The Burgundian monk Rodulfus Glaber built his Chronicle (which spreads from 900 to 1046) around the demonstrations accompanying the two millennia of 1000 and 1033. The impiety of the men of the century, the rapacity of aristocrats, anthropophagy at the worst of famine, so many crimes that call for divine punishment. That the beliefs of Rodulfus Glaber, an unstable and tormented spirit, were shared, is not improbable: we know that in Paris a preacher waved before his audience the threat of the millennium and predicted the arrival of the Antichrist for the year 1000.

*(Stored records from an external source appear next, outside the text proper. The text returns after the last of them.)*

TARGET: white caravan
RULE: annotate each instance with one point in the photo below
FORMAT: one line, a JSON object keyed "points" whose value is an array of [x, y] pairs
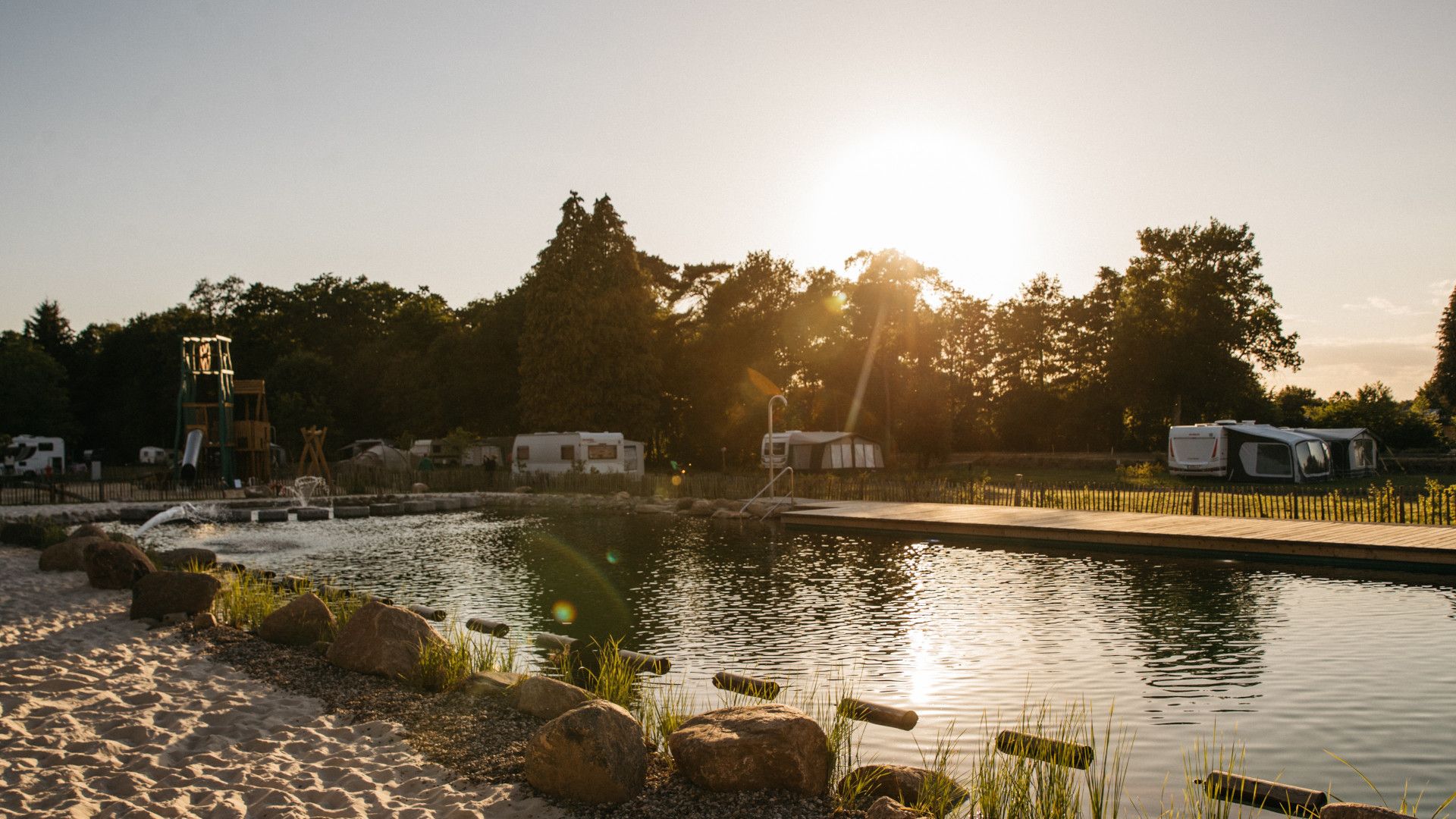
{"points": [[1245, 450], [819, 450], [30, 455], [579, 452]]}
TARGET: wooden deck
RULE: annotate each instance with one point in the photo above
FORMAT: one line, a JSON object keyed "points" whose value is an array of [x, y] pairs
{"points": [[1308, 539]]}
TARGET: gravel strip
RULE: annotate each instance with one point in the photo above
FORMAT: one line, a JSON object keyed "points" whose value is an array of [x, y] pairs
{"points": [[482, 739]]}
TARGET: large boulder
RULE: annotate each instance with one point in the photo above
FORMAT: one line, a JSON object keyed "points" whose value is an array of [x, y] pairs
{"points": [[114, 566], [159, 594], [89, 531], [382, 640], [753, 748], [900, 783], [303, 621], [592, 754], [548, 698], [69, 554], [185, 557]]}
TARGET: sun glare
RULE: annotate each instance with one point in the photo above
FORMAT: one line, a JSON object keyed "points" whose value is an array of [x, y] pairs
{"points": [[932, 196]]}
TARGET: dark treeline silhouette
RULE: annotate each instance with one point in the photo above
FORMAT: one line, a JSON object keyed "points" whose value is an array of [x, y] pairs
{"points": [[601, 334]]}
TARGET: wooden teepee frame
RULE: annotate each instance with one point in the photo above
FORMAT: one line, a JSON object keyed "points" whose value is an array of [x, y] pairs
{"points": [[312, 460]]}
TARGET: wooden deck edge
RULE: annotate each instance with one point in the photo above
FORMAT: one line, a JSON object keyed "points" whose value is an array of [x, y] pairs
{"points": [[1305, 550]]}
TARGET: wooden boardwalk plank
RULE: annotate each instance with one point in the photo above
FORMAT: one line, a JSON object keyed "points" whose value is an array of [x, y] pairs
{"points": [[1383, 542]]}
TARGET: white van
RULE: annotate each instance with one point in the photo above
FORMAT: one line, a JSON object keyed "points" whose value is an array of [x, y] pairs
{"points": [[30, 457], [579, 452]]}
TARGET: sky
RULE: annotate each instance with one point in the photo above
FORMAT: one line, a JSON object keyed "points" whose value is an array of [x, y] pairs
{"points": [[147, 145]]}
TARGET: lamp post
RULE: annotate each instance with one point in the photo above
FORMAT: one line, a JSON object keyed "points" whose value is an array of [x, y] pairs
{"points": [[785, 401]]}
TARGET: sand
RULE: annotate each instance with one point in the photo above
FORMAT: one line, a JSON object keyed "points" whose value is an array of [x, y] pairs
{"points": [[102, 717]]}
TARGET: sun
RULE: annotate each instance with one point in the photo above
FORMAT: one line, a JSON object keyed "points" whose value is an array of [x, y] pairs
{"points": [[929, 194]]}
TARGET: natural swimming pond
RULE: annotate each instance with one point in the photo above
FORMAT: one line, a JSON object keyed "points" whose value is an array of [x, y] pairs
{"points": [[1292, 659]]}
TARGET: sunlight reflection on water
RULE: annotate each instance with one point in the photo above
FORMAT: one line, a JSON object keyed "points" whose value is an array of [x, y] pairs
{"points": [[1296, 659]]}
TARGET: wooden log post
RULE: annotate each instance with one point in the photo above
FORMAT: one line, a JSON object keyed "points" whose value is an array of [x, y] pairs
{"points": [[428, 613], [878, 714], [1044, 749], [490, 627], [743, 684], [1264, 795]]}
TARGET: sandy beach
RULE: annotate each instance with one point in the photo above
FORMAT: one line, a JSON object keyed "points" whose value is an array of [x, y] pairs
{"points": [[102, 717]]}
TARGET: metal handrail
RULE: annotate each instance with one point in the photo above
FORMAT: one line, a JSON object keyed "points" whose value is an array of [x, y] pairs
{"points": [[769, 485]]}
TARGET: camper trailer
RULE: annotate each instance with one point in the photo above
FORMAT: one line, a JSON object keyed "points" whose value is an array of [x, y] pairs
{"points": [[153, 455], [1351, 450], [33, 455], [579, 452], [1247, 450], [820, 450]]}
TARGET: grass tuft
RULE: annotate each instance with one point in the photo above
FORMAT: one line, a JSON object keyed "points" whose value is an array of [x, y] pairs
{"points": [[245, 601], [460, 653]]}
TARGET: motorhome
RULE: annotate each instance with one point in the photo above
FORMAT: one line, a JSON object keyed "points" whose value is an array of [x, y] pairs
{"points": [[1247, 450], [435, 449], [153, 455], [579, 452], [819, 450], [31, 457]]}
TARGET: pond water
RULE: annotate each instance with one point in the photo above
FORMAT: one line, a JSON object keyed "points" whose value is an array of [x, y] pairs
{"points": [[1293, 661]]}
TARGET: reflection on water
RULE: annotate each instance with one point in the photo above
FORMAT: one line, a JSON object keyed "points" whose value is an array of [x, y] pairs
{"points": [[1293, 659]]}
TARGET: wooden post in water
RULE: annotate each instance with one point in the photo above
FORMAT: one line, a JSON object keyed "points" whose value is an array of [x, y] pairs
{"points": [[1264, 795]]}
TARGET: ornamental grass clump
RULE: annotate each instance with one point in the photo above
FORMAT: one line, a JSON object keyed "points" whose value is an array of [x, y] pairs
{"points": [[245, 601], [460, 653], [1405, 805], [1009, 786], [661, 707]]}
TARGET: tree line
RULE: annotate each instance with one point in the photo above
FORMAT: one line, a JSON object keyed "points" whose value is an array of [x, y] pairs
{"points": [[603, 335]]}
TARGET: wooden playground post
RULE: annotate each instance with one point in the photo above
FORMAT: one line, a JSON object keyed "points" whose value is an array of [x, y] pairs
{"points": [[312, 460]]}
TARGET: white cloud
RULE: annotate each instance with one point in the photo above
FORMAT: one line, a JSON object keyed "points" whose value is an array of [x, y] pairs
{"points": [[1386, 306]]}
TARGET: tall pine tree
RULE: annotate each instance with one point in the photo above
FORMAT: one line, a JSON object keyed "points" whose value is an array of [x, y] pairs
{"points": [[1442, 388], [587, 354]]}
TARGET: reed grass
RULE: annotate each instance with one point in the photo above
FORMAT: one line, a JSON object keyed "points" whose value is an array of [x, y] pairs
{"points": [[245, 601], [941, 793], [1017, 787], [1404, 806], [1209, 754], [457, 654], [661, 707]]}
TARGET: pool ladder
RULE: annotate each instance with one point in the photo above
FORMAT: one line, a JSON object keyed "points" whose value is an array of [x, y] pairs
{"points": [[778, 502]]}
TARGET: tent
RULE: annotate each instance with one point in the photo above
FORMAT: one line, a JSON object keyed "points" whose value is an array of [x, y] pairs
{"points": [[381, 457], [1351, 450], [1260, 452]]}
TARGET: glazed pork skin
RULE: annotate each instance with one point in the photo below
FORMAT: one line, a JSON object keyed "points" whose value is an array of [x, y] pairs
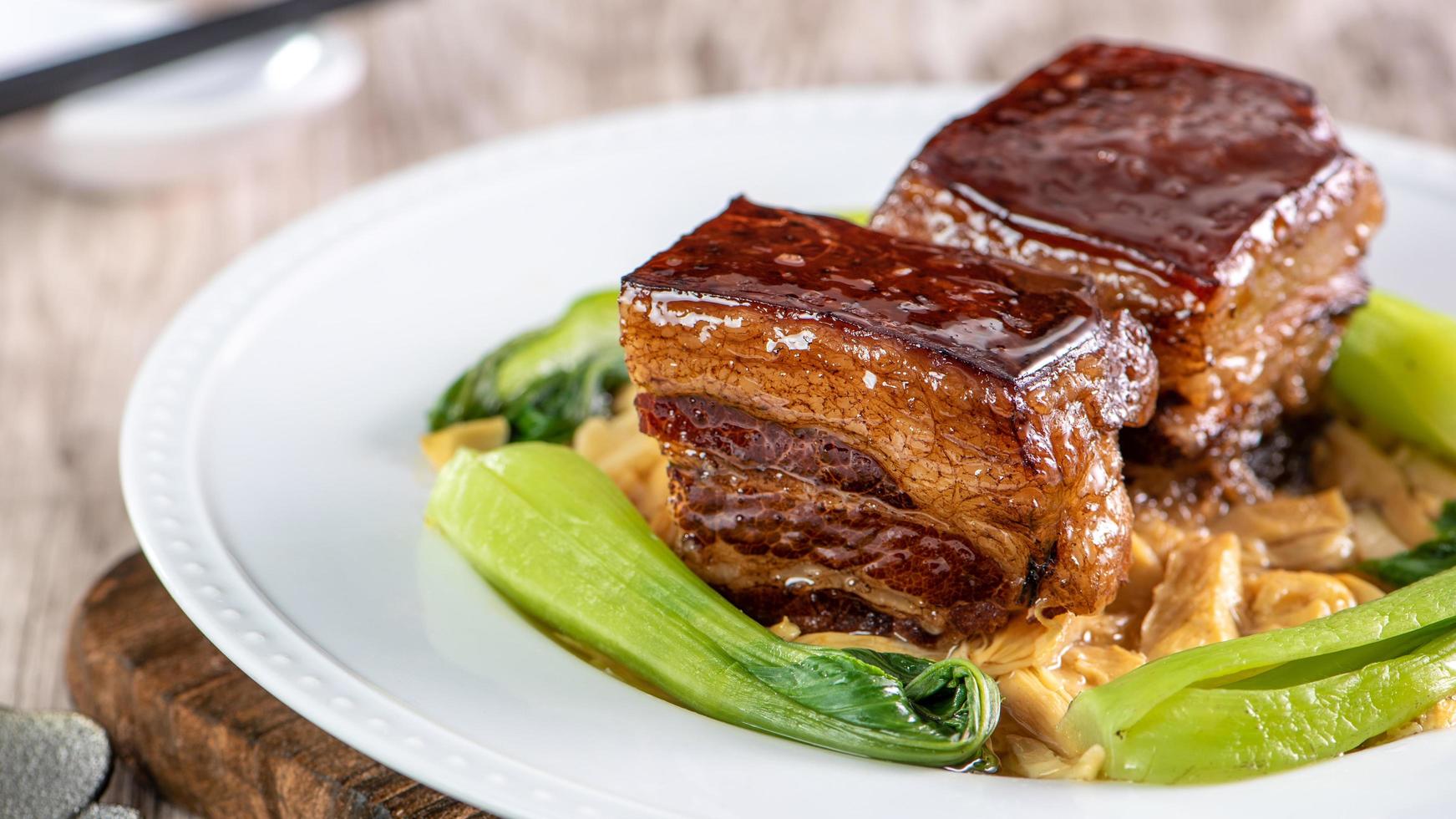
{"points": [[874, 435], [1215, 203]]}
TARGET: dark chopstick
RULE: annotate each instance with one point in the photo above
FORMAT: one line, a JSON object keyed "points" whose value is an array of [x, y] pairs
{"points": [[54, 82]]}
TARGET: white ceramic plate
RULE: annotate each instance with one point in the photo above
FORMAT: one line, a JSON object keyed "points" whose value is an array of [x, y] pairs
{"points": [[270, 465]]}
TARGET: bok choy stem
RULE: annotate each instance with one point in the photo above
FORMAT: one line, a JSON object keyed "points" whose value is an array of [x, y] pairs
{"points": [[554, 535], [1397, 364], [1280, 699]]}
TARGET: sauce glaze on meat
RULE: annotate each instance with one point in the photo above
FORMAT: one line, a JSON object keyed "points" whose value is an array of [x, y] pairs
{"points": [[1216, 203], [880, 435]]}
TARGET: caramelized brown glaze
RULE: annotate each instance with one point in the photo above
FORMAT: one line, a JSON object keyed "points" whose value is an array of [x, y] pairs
{"points": [[1215, 203], [1167, 160], [951, 303], [830, 445]]}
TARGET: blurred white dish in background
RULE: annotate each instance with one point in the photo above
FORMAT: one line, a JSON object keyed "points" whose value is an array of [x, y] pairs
{"points": [[39, 33], [197, 115]]}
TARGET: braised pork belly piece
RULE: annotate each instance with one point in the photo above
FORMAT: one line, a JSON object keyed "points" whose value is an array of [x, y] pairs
{"points": [[1218, 205], [874, 435]]}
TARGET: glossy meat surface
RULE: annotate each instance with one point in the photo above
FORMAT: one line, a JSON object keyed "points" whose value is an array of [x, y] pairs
{"points": [[1215, 203], [884, 436]]}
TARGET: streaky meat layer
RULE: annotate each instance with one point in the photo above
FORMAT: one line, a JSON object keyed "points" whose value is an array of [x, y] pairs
{"points": [[874, 430]]}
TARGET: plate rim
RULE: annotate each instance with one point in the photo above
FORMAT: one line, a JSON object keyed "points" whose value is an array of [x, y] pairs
{"points": [[203, 574]]}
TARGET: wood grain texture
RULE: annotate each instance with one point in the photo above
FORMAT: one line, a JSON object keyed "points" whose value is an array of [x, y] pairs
{"points": [[210, 738], [88, 282]]}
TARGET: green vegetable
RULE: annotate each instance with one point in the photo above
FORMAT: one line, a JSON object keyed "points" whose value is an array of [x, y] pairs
{"points": [[554, 535], [1424, 560], [1397, 366], [1280, 699], [545, 382]]}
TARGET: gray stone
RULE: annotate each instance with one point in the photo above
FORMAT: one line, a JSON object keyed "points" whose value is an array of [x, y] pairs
{"points": [[109, 812], [53, 764]]}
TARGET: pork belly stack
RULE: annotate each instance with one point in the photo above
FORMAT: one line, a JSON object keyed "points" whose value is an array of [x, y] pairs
{"points": [[1215, 203], [874, 435]]}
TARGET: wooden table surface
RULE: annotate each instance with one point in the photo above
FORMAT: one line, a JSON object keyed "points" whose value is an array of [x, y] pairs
{"points": [[88, 282]]}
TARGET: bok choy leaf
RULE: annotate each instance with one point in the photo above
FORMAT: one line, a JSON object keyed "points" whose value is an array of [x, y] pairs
{"points": [[545, 382], [1424, 560], [558, 540]]}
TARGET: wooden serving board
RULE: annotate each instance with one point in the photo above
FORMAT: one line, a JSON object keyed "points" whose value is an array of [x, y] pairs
{"points": [[207, 735]]}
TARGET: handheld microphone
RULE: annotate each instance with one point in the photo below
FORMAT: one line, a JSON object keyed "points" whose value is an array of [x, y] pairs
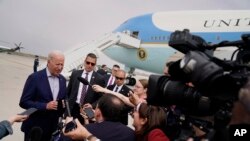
{"points": [[35, 134], [84, 81]]}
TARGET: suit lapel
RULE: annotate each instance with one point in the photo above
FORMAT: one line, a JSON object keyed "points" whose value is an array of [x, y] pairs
{"points": [[45, 81]]}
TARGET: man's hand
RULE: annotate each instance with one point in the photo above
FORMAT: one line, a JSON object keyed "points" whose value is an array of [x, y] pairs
{"points": [[79, 133], [52, 105]]}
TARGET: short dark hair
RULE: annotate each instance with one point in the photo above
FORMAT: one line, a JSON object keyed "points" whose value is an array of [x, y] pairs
{"points": [[111, 107], [91, 55], [169, 63], [103, 66], [115, 65]]}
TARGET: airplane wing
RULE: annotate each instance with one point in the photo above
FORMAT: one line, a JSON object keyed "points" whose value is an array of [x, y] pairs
{"points": [[4, 48]]}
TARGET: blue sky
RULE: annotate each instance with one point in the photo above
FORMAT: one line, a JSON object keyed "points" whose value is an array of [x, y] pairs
{"points": [[43, 25]]}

The file, particularly thin, is not enough to support the hypothesis of a collective psychosis: little more anxiety, no doubt, than a few centuries before or after. The whole Middle Ages, tending towards salvation, was seen in the middle of an aging and decrepit world.

Hopes for the year 1000

More than anarchy, the period is one of a reorganization of powers on local bases: society goes out of ancient patterns and, in an often oppressive framework, is reconstituted around cells and parishes. The time of great perils has passed for the West. The famine can always arise, but famines are less frequent, the “plagues” less general. Undoubtedly driven by a climatic improvement, demographic and agricultural growth is obvious: earlier on the Mediterranean shores, it increased during the 11th century.

The overall assessment can certainly not hide the daily, physical and moral violence. Rare testimonies remain of hard-subdued peasant revolts, such as in Normandy (996-997), as of heretical movements which concern theologians haunted by the reports of faith and reason, or which involve marginal clerics and “illiterate” , that is to say layman: thus in Champagne, where one recriminates against the tithe, in Flanders and Milanese. Much more than fear, it is a powerful movement of bottom which carries the West on the roads to the conquest of the ground. Rodulfus Glaber himself translates well the optimism of this young world which believes itself old: began on almost all the earth, mainly in Italy and in Gaul, to rebuild the basilicas (…), as if the world had shaken itself to reject old age and had, almost everywhere, put on a white coat of churches. ”

Millenarianism

We call millenarism a movement to challenge order, based on the expectation of a “Messiah”: an envoy of God called to establish on earth a reign of a thousand years (millennium), before the Last Judgment.

In Christianity

The problem for Christians is that the Messiah has already come and has refused to establish his earthly reign. The Christian Church therefore sees in the millennium only the promise of its triumph in the world, before the Last Judgment.

But the millennial tradition is based on the Apocalypse of John, anticipated chronicle of the end times, which describes a period of calamities, that of the provisional reign of an Antichrist.

Historical movements

It is especially after the 11th century that they take shape. Until the thirteenth century, crises were caused by the enlightened who pretended to be the Messiah.

Among some clerics, millenarism leads to a criticism of the ecclesiastical hierarchy: Joachim of Fiore, who announces the Apocalypse for 1260, influences part of the Franciscan current. The movement was exacerbated at the end of the Middle Ages and took an anticlerical (Hungarian taborites), psychological (flagellant) or revolutionary social (Münster rebellion, 1535) sense.

A trend of all religions

Millenarianism exists in Judaism as in Christianity, in Islam as in “primitive” beliefs, such as the Cargo cult in Melanesia, which promises the expulsion of the Whites and the establishment of an age of peace and prosperity marked by the return of the ancestors on a large white boat.